What can I use to test the difference between the sounds in different particles it's traveling through?
I need .Sound Detector help for a project in which I test to see if sound will sound differently in different particles it's traveling through. An example would be if I test a 20 decibel sound in a pure hydrogen enclosure compared to the same 20 decibel sound in a pure oxygen enclosure. I am just not sure what I could use to test the difference between the sounds.
This would be a great science project. What you will need is:
two small microphones (you could harvest them from any number of sources; a trip to your local thrift store is likely to net you discarded electronics with microphones. It would be best if they were identical, but this is not absolutely necessary.)
A noisemaker. This could be, for example, a small speaker that plugs into a laptop.
Multiplex the two microphones so that they both feed into a single stereo jack. Make sure that the wire lengths are the same for both Set up the experiment to that both microphones are in your environment and are separated by a known distance L.
Create your environment. I would use some sort of rubber tube where you can place the microphones/speaker inside (isolate them from external noise), and seal it off to contain the gas. If you use something hard like plastic or glass, remember that the sound will travel faster along the length of your environment than it does in the gas inside.
To make your measurement, simply use an audio recording software like Audacity and record what happens after you emit a beep (make it as short as possible, and at a single frequency). You should see two corresponding peeks on the audio recording. The distance between these two peeks is your time measurement.
now you know a = L/t, the speed of sound.
1) don't use hydrogen. You can't get it, and it explodes. You could use helium instead; it's plentiful and fun.
2) don't use oxygen.

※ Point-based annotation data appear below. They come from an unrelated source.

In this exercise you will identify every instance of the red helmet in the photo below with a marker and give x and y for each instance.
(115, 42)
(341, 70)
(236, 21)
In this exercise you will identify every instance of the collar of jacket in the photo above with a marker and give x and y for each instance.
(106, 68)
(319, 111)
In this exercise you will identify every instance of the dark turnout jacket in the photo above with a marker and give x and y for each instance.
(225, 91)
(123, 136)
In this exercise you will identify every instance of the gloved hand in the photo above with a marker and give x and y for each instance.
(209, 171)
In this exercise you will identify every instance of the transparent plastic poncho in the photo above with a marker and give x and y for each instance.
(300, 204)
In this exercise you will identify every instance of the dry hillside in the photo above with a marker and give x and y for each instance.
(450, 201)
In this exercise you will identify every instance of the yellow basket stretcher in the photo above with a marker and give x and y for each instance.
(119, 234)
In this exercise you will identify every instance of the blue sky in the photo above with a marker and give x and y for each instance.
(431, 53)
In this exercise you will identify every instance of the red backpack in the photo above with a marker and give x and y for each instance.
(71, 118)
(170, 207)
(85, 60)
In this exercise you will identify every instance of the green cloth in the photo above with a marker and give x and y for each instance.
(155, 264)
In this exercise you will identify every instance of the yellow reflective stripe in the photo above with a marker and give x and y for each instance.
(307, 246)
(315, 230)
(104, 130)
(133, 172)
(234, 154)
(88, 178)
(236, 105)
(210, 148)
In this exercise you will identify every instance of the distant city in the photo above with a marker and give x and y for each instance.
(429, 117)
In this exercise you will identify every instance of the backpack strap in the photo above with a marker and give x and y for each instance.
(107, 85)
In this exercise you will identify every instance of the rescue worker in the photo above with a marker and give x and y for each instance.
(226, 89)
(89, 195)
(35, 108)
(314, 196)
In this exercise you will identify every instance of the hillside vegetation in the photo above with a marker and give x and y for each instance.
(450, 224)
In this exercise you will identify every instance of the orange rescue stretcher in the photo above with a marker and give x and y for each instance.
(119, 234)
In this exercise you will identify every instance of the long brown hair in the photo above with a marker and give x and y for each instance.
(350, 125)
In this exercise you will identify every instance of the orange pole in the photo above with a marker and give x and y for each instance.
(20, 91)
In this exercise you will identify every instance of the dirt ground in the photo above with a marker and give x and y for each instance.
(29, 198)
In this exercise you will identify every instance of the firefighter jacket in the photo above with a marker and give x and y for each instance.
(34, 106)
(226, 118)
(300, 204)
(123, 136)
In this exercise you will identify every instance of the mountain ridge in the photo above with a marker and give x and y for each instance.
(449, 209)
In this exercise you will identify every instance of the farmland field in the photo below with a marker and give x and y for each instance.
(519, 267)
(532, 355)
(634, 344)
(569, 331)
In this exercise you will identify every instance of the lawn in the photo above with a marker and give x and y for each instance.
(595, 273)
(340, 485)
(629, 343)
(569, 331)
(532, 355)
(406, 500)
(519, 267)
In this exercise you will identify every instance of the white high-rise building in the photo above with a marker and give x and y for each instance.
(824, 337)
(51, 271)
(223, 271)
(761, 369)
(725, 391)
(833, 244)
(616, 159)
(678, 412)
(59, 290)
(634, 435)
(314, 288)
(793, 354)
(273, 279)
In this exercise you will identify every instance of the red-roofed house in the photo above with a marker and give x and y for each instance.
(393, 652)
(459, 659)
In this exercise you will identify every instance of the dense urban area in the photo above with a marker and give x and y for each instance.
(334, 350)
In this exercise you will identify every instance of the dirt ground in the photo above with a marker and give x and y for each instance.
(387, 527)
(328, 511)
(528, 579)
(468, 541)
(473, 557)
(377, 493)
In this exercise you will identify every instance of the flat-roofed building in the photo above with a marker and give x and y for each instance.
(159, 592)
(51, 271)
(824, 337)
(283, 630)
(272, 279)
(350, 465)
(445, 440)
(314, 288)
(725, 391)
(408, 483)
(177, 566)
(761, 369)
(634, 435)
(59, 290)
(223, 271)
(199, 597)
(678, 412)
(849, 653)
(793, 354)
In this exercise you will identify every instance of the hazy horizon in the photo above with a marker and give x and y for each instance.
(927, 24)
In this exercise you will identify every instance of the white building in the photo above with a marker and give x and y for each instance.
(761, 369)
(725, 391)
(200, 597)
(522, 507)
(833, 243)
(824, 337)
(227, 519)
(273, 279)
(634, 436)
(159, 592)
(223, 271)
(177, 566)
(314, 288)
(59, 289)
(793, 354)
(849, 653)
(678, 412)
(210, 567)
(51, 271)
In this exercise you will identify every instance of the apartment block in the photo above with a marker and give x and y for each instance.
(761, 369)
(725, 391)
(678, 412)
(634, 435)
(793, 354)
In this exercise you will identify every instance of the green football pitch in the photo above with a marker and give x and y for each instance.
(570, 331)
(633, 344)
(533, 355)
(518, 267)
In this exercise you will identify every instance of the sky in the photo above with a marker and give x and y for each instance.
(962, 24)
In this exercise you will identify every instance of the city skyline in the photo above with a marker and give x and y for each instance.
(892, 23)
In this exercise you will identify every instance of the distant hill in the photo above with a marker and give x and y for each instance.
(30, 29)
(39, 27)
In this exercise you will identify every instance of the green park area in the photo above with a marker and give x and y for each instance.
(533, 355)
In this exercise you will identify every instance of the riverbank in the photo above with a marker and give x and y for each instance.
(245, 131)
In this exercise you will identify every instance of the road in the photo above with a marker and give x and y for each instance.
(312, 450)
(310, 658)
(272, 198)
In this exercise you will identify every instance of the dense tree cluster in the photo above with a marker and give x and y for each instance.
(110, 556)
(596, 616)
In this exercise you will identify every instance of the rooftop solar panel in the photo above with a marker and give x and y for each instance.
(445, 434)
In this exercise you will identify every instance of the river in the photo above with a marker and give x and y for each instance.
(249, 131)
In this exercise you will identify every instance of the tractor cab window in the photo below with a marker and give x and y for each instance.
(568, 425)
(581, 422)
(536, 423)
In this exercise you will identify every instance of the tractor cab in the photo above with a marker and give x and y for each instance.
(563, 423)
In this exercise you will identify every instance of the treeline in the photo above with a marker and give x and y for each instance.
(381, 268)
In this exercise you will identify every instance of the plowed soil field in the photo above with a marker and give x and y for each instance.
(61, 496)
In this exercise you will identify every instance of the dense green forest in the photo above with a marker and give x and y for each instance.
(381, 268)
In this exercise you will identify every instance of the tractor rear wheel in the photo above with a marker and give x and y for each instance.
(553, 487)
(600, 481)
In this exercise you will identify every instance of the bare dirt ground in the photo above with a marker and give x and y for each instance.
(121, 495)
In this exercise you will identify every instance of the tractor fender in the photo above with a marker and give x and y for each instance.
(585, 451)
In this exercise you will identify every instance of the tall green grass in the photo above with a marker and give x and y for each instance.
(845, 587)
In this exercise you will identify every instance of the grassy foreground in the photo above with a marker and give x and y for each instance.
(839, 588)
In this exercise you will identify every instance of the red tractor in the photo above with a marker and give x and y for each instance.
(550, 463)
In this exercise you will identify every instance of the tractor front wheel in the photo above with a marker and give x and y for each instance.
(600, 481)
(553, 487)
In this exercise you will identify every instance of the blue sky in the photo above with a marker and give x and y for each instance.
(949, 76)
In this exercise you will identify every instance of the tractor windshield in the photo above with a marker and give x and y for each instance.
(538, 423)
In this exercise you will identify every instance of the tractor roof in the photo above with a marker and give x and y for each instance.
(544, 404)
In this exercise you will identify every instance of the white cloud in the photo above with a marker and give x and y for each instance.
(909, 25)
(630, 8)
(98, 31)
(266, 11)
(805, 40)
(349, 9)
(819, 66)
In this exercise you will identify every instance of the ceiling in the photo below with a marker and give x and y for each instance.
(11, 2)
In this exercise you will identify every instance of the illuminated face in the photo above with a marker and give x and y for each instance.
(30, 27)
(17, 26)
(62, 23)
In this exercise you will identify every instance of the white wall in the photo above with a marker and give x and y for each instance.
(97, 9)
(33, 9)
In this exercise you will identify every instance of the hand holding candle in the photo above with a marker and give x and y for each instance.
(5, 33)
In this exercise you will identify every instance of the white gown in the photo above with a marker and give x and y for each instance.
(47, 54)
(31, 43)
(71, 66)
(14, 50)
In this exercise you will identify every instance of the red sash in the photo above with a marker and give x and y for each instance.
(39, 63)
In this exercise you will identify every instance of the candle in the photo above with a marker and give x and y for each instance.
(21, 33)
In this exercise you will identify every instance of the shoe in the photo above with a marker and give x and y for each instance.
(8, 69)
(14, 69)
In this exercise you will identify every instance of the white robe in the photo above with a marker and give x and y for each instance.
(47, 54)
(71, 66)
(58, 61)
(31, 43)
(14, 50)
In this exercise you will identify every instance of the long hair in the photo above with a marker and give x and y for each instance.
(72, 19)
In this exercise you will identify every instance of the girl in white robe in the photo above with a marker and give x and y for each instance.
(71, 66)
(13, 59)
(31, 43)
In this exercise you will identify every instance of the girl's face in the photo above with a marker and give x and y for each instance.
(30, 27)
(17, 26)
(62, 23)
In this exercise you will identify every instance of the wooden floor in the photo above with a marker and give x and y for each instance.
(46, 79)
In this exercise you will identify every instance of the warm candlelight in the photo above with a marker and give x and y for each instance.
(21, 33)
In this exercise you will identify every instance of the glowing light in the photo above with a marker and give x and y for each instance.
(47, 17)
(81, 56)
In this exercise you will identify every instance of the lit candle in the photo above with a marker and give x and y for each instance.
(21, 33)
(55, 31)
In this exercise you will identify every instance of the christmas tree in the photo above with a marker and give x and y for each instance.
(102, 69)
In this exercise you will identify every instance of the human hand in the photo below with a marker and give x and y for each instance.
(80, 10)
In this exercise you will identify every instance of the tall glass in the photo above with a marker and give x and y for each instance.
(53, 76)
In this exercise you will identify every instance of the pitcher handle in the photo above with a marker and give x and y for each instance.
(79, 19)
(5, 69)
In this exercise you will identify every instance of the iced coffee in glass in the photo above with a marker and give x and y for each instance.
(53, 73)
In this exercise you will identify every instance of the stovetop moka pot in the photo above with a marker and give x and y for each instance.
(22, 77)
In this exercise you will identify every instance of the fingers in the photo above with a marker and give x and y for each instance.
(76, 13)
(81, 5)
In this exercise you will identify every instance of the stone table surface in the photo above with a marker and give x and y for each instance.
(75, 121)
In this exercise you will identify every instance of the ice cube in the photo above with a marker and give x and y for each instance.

You might be able to get it, but it can burn violently. use air instead; it's plentiful and lets you breath. Or, nitrogen if you can find some.
3) Don't rule out liquids or solids. You can set up a tube filled with water, jello, or even a solid glass rod.
4) Be prepared to interpret your results. Remember that there are many pathways for sound to get from from the buzzer to the microphones. You have to deal with echos, also. Do the math, know what to expect, and use that to help interpret your results.
5) Set up an audio filter. If your beep is at a single frequency, you can set up your audio software to exclude everything but that frequency. This would help you demonstrate your experiment in a noisy environment, say at the science fair.
6) make your beep as short as you can.
7) make L long. The two peeks will blend together if your beep is not short enough or L is too short. If your tube is coil-able, you can get really long lengths into a small volume.
8) there are easy ways to get the audio data into excel. If you look into it, you can make some nice charts. But the audio signal will probably be sufficient for your needs.